Categories: Environmental Issues

Is Grey’s Anatomy’s Parkinson’s ‘Cure’ Real?

It’s not unusual for TV to fast-track medical innovation. Take the current season of Grey’s Anatomy, which featured a major storyline about a “cure” for Parkinson’s disease. The drama series followed a team of researchers and doctors as they used a groundbreaking surgical procedure using skin-derived stem cells.

In real life, despite decades of research and huge gains in technical knowledge around stem cell therapies for Parkinson’s disease, those treatments remain out of reach for most people with the disease. Parkinson’s is a brain disorder that worsens over time and causes the death of certain nerve cells that normally produce dopamine, which helps coordinate muscle movement. The most commonly used surgical treatment for Parkinson’s is deep brain stimulation, which delivers electrical pulses to brain areas affecting motor symptoms, such as tremors and rigidity.

Still, given the stakes of this chronic progressive neurological disease facing about 1 million Americans, it’s worth unpacking just how far-fetched the Hollywood depiction is – or isn’t.

On the show, doctors take stem cells from a skin biopsy of a character with Parkinson’s disease and, “through a complex process,” transform those cells into dopamine-producing cells. People with Parkinson’s typically have low dopamine levels in the putamen, a part of the brain involved in movement.
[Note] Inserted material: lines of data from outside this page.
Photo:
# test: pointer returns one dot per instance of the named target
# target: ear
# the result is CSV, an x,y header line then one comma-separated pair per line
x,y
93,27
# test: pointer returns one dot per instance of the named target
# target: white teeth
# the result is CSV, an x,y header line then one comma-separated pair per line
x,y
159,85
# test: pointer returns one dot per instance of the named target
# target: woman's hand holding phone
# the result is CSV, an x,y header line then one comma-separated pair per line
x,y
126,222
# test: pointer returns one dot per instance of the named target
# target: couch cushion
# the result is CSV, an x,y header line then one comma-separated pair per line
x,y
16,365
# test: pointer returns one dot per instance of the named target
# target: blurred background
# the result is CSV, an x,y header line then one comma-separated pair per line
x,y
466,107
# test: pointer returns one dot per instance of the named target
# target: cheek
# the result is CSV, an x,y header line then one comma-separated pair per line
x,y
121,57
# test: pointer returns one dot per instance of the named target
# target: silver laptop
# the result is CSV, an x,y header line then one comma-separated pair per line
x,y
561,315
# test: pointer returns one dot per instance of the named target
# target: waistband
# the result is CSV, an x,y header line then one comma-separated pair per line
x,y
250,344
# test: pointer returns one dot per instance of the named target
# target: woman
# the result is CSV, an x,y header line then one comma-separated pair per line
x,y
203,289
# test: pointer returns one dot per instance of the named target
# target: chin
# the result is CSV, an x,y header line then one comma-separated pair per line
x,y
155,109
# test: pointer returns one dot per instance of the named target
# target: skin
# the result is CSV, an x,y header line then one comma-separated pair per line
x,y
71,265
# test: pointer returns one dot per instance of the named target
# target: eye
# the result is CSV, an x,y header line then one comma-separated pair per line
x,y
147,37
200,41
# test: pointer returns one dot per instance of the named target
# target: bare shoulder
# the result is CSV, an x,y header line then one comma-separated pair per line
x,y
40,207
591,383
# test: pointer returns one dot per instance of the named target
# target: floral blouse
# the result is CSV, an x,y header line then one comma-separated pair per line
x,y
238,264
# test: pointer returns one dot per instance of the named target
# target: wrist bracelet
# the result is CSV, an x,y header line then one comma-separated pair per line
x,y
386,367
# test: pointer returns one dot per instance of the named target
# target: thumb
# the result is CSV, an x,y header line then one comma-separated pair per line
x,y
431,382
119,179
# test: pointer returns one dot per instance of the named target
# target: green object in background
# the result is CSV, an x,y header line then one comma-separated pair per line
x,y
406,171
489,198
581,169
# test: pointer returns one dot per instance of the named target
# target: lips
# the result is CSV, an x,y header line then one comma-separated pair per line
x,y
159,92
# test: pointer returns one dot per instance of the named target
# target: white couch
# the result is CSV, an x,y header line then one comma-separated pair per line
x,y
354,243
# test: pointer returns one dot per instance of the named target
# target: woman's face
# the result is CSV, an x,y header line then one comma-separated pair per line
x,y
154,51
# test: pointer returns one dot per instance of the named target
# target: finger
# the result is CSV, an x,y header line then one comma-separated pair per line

By injecting new dopamine-producing cells into the character’s forebrain, where the putamen is found, the doctors aim to boost dopamine levels.

The procedure kicks off with a CT scan, which gives the surgical team images of what’s described as “an interactive 3D roadmap” of the character’s brain. After a few more quick steps – including drilling of burr holes to prevent pressure from building up in the brain – a robotic arm brings a hollow needle into place. A researcher then removes the stem cells from a cooler and examines them under a microscope to confirm that enough cells are alive. Finally, the cells are injected into the character’s forebrain, starting with one side and then moving to the other.

Much of what’s depicted on the show is realistic – if simplified and futuristic – according to Willard Kasoff, MD, an associate professor of neurosurgery at the Lewis Katz School of Medicine at Temple University and director of stereotactic and functional neurosurgery at Temple University Hospital.

“It’s not science fiction, but it’s a future show,” he says.

There have been several exciting stem cell innovations targeting Parkinson’s in recent years that, on the surface, are reminiscent of Grey’s Anatomy’s televised “cure.”

In 2017 and 2018, for instance, doctors reprogrammed skin cells taken from a person with Parkinson’s to create “replacement dopamine neurons,” which got implanted into the person’s brain. More recently, a clinical trial involved injecting stem cells into the brains of people with Parkinson’s in order to restore their dopamine levels, complete with a GPS-like brain scan showing neurosurgeons where to inject the cells. Upcoming clinical trials will also use Parkinson’s patients’ skin cells to produce replacement dopamine neurons for transplantation.

But such treatments won’t necessarily be widely available anytime soon, according to Kasoff. “Cell transplantation is incredibly difficult and complicated,” he says. “It’s been worked on for decades, and it’s still early, early research trials. So even that kind of therapy is likely years and years away.”

Some of the therapies rely on genetic engineering to convert stem cells into neural progenitor cells, which can change into various cell types found in the brain – a process known as differentiating. Neurosurgeons can also direct how neural progenitor cells change, such as guiding them to become dopamine neurons. The hope is that once those cells are transplanted into the brain, they’ll “figure out what to do, or be told what to do by the surrounding cells,” says Kasoff.

Even if the trials succeed, they may not represent a cure. Because the treatments are directed at the putamen and the substantia nigra (an area where neuron loss can affect dopamine levels), they only address motor symptoms. Parkinson’s disease also affects thinking skills, balance, and other functions throughout the body. Cognitive decline can lead to dementia and death.

“The idea that you can cure Parkinson’s by putting cells in the substantia nigra or the putamen is probably not true,” Kasoff says.

Also, Parkinson’s is often thought of as a disease of one cell type: the dopaminergic cells in the substantia nigra. But in reality, Kasoff explains, it’s likely a disease with “thousands of cell types,” which makes any potential stem cell-derived cure extremely complex. Type 1 diabetes, on the other hand, is a disease of only one cell type, and new treatments using insulin-producing cells derived from stem cells could amount to a cure.

As for Parkinson’s, says Kasoff, “it may be that the next stem cell trial hits the jackpot, and then we’ll be on to the next step.” That could mean figuring out where to transplant stem cells for the cognitive and balance-related symptoms of the disease, for instance.

Ultimately, he says, “the hope is that what happens on the show is exactly what will happen at some point in the future.”